Intervention de Alain Bruneel

Séance en hémicycle du mardi 2 novembre 2021 à 15h00
Projet de loi de finances pour 2022 — Plan de relance ; plan d'urgence face à la crise sanitaire

Photo issue du site de l'Assemblée nationale ou de WikipediaAlain Bruneel :

Nous sommes réunis pour discuter des crédits de la mission "Plan de relance" , c'est-à-dire pour examiner le deuxième volet du plan de relance prévu sur deux ans. En 2020, le groupe GDR n'avait pas voté les crédits de cette mission ; nous serons cohérents avec nos arguments de l'an passé et ne les voterons pas non plus cette année.

Annoncé en grande pompe l'année dernière avec le fameux chiffre de 100 milliards d'euros, ce plan de relance est loin d'avoir rempli ses promesses ; de fait, son chiffrage était assez trompeur.

La raison est simple : en accordant des coupes franches dans les impôts de production, pour plus de 20 milliards d'euros en deux ans, vous avez tout de suite limité les marges du fameux plan de relance. Vous essaierez, bien sûr, de faire croire que baisser les impôts de production des entreprises, c'est de la relance. Or c'est faux, et archifaux ! L'OFCE a montré récemment que le multiplicateur de la baisse des impôts de production était égal à 0,3. L'effet de relance est donc plus que limité. Pire, la mesure profitera avant tout aux grandes entreprises, qui en payaient relativement plus. Ainsi, les deux tiers de son bénéfice sont captés par 3 % des entreprises, essentiellement financières. Ce chèque en blanc n'aura donc aucun effet réel sur l'économie ou la réindustrialisation.

C'est d'ailleurs un peu le défaut qu'on peut reprocher à tout votre plan de relance : il n'a pas d'effet sur l'économie réelle. Vous avez voulu faire de la politique de l'offre, comme toujours, car c'est tout ce que vous savez faire. Dans le même temps, vous avez voulu que les crédits soient vite décaissés pour obtenir un effet immédiat. Mais les deux ne sont pas compatibles. Lorsqu'on veut mener une politique en faveur de l'outil productif, il faut des moyens significatifs et ciblés, soumis à des conditions, ce que ne prévoit pas votre plan.
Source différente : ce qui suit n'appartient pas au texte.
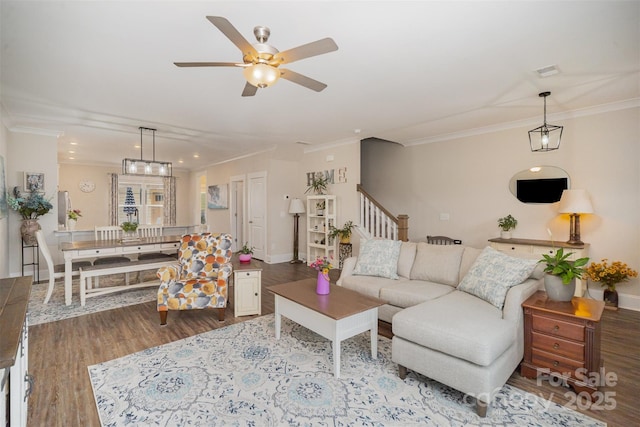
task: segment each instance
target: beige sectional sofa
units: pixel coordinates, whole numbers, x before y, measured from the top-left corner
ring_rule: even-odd
[[[337,284],[387,302],[378,317],[392,324],[401,378],[409,369],[467,393],[485,416],[522,360],[521,304],[541,288],[541,266],[490,247],[423,242],[380,242],[388,252],[399,246],[383,259],[370,256],[374,242],[361,245],[360,259],[345,260]],[[395,275],[378,268],[394,261]],[[366,262],[373,269],[362,268]]]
La réussite passe aussi par une gestion sur le long terme, qui implique une planification. Comment pouvez-vous dire que votre plan de relance répond aux enjeux de transition écologique et de reconquête industrielle, alors même que vous ne déployez, dans ces domaines précis, que quelques milliards, uniquement sur deux ans ? Rien de tout cela n'a de sens.

Résultat, votre plan de relance s'apparente à un saupoudrage sur deux ans : 3,5 milliards pour la rénovation énergétique des bâtiments ; 3 milliards pour tous les modes de transport ; 1,5 milliard pour la souveraineté industrielle.

Dans le même temps, vous ne pouvez pas vous empêcher de revenir à vos fondamentaux idéologiques, comme l'illustre le programme Cohésion. À première vue, son titre laisserait penser que vous tirez les conséquences des drames sociaux qui se sont produits durant la crise et que vous élaborez une politique visant à soutenir les ménages, notamment les plus populaires, ou que vous aiderez les collectivités territoriales, comme les nombreuses mairies qui ont signé l'appel de Grigny, qui ont été admirables, et qui ne cessent de vous interpeller pour obtenir plus de moyens. Mais il n'en est rien ! Le programme 364 sert seulement à donner de l'argent aux entreprises lorsqu'elles embauchent des apprentis ou des jeunes. En somme, vous subventionnez l'emploi des entreprises, en créant des effets d'aubaine énormes. Les plus pauvres eux, peuvent bien attendre encore !

Tout cela n'est pas à la hauteur. Il est grand temps d'arrêter cette politique naïve, qui consiste à distribuer de l'argent aux entreprises, en se disant qu'un jour ou l'autre, cela aboutira à créer un peu d'emploi. Chaque fois qu'on évalue vos politiques prétendument modernes d'allègement de cotisation ou de CICE – crédit d'impôt pour la compétitivité et l'emploi –, le coût d'un emploi créé se révèle exorbitant !

Il est grand temps de cesser les gros chèques en blanc et de conditionner les aides aux entreprises ; nous proposerons différents amendements en ce sens, sans grandes illusions. Dans l'attente d'un changement de logiciel économique, nous ne voterons pas les crédits de la mission.